Reproducibility of excitability measurements

To determine intra-subject variability of excitability measurements in patients with spinal muscular atrophy, successive recordings were undertaken in patients without moving the electrodes. The strength–duration properties, threshold electrotonus, current–threshold relationship and recovery cycle of excitability graphs were almost identical. Excitability parameters were highly reproducible without significant variation, similar to previous studies in control subjects (Kiernan ; Tomlinson et al., 2010a).

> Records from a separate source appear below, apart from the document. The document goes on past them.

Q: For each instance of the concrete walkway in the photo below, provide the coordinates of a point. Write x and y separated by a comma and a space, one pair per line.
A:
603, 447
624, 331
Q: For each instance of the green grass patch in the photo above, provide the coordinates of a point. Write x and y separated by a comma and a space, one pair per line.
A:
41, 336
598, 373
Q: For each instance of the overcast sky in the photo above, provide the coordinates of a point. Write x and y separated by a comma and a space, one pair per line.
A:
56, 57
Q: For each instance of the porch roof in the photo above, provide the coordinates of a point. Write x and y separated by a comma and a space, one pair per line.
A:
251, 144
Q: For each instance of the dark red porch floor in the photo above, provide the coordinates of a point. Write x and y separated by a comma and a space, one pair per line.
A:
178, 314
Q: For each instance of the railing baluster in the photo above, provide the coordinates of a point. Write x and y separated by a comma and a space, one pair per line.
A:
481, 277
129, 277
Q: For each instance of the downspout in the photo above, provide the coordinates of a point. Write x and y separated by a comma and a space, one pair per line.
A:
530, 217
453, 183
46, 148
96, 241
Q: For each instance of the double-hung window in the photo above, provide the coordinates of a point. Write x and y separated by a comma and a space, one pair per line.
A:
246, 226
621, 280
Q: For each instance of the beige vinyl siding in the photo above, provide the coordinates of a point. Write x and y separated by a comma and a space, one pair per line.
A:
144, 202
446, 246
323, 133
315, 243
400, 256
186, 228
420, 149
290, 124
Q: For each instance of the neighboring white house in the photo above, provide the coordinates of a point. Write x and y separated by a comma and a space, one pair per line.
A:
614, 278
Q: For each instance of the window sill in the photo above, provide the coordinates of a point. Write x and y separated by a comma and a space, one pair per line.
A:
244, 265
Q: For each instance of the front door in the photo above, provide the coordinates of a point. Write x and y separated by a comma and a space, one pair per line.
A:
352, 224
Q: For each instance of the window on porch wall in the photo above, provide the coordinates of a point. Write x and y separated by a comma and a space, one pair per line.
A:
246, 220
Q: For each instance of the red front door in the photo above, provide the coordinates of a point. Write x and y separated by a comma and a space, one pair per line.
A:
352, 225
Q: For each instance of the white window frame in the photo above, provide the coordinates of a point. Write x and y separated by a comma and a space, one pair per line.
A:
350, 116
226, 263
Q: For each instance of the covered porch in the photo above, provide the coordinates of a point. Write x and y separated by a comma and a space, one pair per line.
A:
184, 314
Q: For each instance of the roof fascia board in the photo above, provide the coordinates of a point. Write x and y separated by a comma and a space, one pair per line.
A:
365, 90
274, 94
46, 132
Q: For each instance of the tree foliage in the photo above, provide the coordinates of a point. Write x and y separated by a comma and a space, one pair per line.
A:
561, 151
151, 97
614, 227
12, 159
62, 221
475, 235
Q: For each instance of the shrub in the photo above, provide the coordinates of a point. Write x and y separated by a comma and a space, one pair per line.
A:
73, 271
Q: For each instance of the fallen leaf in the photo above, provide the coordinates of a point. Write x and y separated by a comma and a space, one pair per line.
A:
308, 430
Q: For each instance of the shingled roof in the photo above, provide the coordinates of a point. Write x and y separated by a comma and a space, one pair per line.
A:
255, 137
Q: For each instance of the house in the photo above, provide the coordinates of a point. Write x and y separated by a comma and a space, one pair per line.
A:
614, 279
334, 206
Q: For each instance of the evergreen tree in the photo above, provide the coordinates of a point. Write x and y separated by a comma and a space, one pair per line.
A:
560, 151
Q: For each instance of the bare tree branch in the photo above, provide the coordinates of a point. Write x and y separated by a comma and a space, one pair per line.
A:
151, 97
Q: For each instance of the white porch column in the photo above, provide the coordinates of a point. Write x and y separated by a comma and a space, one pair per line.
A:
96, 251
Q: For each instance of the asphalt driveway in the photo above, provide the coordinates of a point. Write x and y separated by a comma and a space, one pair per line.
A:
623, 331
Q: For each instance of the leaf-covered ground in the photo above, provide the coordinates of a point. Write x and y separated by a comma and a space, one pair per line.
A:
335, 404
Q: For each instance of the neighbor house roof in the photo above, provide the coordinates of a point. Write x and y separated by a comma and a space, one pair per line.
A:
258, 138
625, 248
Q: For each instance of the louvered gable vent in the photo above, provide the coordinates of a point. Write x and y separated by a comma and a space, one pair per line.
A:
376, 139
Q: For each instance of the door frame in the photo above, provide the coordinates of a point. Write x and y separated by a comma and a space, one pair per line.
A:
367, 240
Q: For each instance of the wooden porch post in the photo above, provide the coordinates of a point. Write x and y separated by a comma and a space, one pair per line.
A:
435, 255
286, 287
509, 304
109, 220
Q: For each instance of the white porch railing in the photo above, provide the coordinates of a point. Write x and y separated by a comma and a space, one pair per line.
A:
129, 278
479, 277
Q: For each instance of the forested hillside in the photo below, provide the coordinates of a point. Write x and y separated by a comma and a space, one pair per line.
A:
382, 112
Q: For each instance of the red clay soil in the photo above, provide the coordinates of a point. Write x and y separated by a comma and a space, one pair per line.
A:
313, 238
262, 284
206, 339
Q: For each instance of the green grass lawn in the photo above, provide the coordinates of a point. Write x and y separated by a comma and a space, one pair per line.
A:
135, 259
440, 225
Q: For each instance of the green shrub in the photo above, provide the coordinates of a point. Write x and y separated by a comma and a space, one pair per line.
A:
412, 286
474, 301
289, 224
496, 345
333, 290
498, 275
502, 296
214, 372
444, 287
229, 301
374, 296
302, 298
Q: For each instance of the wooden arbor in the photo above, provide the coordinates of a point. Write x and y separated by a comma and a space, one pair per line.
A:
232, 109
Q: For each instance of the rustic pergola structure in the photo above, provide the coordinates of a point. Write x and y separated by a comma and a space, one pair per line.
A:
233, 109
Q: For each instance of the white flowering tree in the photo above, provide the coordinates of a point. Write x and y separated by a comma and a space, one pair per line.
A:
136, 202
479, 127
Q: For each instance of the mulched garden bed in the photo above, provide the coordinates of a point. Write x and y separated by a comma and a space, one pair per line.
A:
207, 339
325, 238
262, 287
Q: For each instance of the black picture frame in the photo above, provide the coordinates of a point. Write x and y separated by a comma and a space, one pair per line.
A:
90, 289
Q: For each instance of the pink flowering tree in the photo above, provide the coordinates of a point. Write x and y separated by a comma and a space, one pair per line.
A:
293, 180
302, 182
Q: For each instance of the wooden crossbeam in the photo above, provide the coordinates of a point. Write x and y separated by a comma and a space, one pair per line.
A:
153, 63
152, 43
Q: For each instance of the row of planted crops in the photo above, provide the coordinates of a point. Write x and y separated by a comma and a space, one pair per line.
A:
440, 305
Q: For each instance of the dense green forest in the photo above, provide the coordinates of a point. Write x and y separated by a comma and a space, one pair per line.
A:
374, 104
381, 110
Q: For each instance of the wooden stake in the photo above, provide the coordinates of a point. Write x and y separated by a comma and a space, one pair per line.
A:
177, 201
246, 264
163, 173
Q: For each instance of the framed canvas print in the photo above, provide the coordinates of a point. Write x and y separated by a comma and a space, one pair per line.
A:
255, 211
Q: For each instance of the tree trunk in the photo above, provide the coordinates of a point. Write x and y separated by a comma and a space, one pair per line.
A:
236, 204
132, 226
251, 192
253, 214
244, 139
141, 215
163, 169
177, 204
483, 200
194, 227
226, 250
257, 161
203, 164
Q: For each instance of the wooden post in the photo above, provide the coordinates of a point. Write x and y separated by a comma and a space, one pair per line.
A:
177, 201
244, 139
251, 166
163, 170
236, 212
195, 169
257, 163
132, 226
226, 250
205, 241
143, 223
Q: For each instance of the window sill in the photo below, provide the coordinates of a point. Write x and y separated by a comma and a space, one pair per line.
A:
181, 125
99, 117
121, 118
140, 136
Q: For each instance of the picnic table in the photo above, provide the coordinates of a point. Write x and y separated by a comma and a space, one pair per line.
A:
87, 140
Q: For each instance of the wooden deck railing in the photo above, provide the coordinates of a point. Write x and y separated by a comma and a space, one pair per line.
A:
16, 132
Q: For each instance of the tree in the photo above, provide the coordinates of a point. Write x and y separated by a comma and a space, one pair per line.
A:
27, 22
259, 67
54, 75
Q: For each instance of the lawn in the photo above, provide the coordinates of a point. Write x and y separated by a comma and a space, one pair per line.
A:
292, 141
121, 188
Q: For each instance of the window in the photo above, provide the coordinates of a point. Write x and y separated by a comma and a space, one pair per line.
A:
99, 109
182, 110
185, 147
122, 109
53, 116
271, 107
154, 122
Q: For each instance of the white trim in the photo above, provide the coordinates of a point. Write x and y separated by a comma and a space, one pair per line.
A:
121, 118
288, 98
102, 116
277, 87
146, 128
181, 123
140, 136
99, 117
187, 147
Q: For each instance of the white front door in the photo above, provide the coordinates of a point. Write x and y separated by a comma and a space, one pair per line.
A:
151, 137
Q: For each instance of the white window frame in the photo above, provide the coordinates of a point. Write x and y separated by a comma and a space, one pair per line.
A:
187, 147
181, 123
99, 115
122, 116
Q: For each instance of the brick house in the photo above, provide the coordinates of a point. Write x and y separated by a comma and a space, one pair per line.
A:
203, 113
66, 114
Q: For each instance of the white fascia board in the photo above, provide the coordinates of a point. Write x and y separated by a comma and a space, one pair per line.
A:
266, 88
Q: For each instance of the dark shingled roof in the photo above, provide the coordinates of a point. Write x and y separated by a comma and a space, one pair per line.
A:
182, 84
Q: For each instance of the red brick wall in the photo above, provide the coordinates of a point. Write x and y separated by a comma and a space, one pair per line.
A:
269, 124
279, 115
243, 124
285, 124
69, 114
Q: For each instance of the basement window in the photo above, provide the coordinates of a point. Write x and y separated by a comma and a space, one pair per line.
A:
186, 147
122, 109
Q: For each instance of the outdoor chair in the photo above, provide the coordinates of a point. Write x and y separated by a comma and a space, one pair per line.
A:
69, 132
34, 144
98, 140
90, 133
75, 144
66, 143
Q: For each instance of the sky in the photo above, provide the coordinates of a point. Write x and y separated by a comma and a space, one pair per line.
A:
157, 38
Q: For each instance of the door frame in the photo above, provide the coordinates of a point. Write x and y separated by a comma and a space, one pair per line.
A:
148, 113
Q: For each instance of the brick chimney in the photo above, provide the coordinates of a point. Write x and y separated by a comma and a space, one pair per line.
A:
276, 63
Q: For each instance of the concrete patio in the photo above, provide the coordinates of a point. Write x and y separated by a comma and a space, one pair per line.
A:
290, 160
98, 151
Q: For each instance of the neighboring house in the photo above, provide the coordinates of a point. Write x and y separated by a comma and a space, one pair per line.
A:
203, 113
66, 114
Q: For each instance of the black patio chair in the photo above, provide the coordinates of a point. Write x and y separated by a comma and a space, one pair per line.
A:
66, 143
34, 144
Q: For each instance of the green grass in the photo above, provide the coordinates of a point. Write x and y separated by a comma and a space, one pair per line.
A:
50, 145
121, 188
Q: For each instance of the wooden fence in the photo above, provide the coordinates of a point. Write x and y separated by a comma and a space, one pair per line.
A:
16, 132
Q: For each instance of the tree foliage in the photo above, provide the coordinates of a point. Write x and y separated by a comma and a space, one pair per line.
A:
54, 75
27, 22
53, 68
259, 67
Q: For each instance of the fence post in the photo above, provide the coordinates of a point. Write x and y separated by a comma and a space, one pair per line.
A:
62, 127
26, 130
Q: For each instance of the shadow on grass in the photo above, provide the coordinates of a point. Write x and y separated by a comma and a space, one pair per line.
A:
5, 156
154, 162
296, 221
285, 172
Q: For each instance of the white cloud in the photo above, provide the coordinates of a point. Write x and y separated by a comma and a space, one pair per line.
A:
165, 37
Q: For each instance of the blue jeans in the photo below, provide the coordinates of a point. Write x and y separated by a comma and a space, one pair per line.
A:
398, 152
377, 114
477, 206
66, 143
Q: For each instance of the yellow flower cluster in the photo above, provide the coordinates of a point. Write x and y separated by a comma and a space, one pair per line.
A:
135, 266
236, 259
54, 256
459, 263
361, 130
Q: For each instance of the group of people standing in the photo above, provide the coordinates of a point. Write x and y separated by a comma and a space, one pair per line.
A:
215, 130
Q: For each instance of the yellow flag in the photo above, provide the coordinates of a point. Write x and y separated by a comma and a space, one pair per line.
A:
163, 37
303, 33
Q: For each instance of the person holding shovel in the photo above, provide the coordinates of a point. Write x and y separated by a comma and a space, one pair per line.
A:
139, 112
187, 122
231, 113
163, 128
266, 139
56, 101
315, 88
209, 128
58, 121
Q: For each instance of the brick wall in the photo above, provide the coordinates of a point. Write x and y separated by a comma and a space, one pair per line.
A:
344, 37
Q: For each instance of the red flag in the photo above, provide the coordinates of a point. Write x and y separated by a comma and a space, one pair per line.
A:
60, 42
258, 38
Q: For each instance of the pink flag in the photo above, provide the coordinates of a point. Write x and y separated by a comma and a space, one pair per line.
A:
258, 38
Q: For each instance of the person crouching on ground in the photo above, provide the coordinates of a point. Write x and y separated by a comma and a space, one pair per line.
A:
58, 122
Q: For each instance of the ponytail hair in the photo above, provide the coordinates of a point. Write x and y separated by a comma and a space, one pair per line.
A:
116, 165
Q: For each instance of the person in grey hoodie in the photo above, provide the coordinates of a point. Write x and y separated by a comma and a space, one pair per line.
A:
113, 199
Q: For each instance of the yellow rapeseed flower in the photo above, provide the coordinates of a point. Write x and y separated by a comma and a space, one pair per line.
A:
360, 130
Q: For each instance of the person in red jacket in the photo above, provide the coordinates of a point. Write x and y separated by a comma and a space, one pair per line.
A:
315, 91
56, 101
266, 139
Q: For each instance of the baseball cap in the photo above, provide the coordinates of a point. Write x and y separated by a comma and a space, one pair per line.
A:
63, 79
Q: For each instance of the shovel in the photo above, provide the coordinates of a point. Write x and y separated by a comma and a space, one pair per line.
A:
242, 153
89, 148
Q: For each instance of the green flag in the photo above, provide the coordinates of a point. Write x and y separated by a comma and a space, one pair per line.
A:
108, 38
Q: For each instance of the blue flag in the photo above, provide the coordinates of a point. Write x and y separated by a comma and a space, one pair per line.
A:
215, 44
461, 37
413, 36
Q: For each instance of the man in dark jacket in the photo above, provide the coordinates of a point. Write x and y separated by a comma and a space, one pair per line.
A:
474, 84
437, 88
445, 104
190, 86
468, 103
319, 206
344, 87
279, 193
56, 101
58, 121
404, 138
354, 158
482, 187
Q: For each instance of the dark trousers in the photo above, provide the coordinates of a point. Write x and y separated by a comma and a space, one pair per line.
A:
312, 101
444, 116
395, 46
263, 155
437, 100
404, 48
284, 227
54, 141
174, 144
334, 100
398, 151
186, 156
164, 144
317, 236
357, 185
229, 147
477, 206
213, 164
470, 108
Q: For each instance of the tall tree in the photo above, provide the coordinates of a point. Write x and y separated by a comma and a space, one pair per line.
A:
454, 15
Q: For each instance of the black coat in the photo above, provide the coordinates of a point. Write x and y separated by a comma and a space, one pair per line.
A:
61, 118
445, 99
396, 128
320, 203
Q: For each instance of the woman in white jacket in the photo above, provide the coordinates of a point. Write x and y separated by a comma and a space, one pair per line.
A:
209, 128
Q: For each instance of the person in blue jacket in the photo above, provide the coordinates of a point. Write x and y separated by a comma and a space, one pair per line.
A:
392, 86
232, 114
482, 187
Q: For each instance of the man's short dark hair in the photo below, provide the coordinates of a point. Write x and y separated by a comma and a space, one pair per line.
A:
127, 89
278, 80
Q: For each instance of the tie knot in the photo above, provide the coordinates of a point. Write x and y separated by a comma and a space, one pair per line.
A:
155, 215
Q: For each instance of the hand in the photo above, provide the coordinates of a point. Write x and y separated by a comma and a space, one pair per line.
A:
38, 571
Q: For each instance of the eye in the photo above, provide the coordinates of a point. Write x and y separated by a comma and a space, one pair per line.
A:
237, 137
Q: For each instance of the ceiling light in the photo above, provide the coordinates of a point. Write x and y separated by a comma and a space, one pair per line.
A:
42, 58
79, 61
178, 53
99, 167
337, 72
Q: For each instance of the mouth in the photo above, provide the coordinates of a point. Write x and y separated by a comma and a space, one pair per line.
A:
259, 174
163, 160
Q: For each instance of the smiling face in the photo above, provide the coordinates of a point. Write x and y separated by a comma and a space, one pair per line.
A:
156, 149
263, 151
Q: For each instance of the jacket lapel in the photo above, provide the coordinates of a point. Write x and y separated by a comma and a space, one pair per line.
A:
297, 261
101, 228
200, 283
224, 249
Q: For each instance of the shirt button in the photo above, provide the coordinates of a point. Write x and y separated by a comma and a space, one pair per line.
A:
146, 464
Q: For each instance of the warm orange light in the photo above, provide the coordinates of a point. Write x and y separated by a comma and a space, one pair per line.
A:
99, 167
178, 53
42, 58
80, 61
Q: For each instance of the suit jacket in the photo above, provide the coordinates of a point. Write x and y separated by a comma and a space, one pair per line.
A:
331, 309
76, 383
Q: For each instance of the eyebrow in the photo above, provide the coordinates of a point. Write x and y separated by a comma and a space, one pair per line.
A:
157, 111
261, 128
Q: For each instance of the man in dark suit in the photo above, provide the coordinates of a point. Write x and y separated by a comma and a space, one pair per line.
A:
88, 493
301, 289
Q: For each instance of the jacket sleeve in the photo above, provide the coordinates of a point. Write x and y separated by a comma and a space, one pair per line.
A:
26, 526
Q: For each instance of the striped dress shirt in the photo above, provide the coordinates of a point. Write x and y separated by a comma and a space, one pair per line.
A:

Correlations with strength and motor function

Combining measures of axonal excitability and clinical parameters, it was evident that specific excitability parameters were significantly associated with strength and overall function. Furthermore, given that patients with spinal muscular atrophy with lower SMN2 copy number had less strength, it followed that SMN2 copy number was related to strength and function (MRC, R = 0.58, P = 0.01; SMAFRS, R = 0.54, P ≤ 0.05), supporting the relevance of excitability measures. A greater hyperpolarizing threshold electrotonus (20–40) was associated with decreased strength and function (MRC, R = 0.69, P < 0.0005; SMAFRS, R = 0.76, P < 0.0005, Fig. 3A; SMN2 copy number, R = 0.62, P < 0.05). Additionally, a prolonged τSD was correlated with a reduction in the MRC sum score (R = −0.50, P ≤ 0.01) and SMAFRS (R = −0.51, P ≤ 0.005, Fig. 3B). Interestingly the τSD also correlated with the CMAP amplitude (R = −0.45, P < 0.05). Importantly, clinical measures of severity were also significantly correlated with neurophysiological measures of peripheral disease burden, namely CMAP amplitude (MRC, R = 0.73, P ≤ 0.0001; SMAFRS, R = 0.62, P < 0.005, Fig. 3C; SMN2 copy number R = 0.51, P < 0.05) and stimulus–response slope (MRC, R = 0.67, P ≤ 0.001; SMAFRS, R = 0.68, P < 0.0005). The effects of age and axonal excitability were also assessed, and one variable strongly correlated with age: depolarizing threshold electrotonus (40–60 ms) R = 0.76, P < 0.0005 (Fig. 4).

Figure 3

The relationships between axonal excitability parameters and clinical measures of severity: (A) SMAFRS and hyperpolarizing threshold electrotonus40(20–40) ms; (B) SMAFRS and strength-duration time constant; (C) SMAFRS and CMAP. Means and 95% confidence limits for linear regression of mild spinal muscular atrophy subgroup (unfilled circles) and severe spinal muscular atrophy subgroup (filled circles) are plotted. TEd = depolarizing threshold electrotonus; TEh = hyperpolarizing threshold electrotonus.

Figure 4

The effects of age and axonal excitability. (A) The change in threshold to sub-threshold 40% depolarizing currents at 40–60 ms, depolarizing threshold electrotonus (40–60 ms), a measure of slow K+ conductances, was the only measure that correlated with age. Patients in the mild spinal muscular atrophy subgroup are represented by unfilled circles and those in the severe spinal muscular atrophy subgroup by filled circles. The patient indicated by the arrow is the eldest and the one with the lowest MRC score. (B) Threshold electrotonus for the eldest patient (filled black circles) and 95% confidence intervals for normal controls (dashed lines). TEd = depolarizing threshold electrotonus.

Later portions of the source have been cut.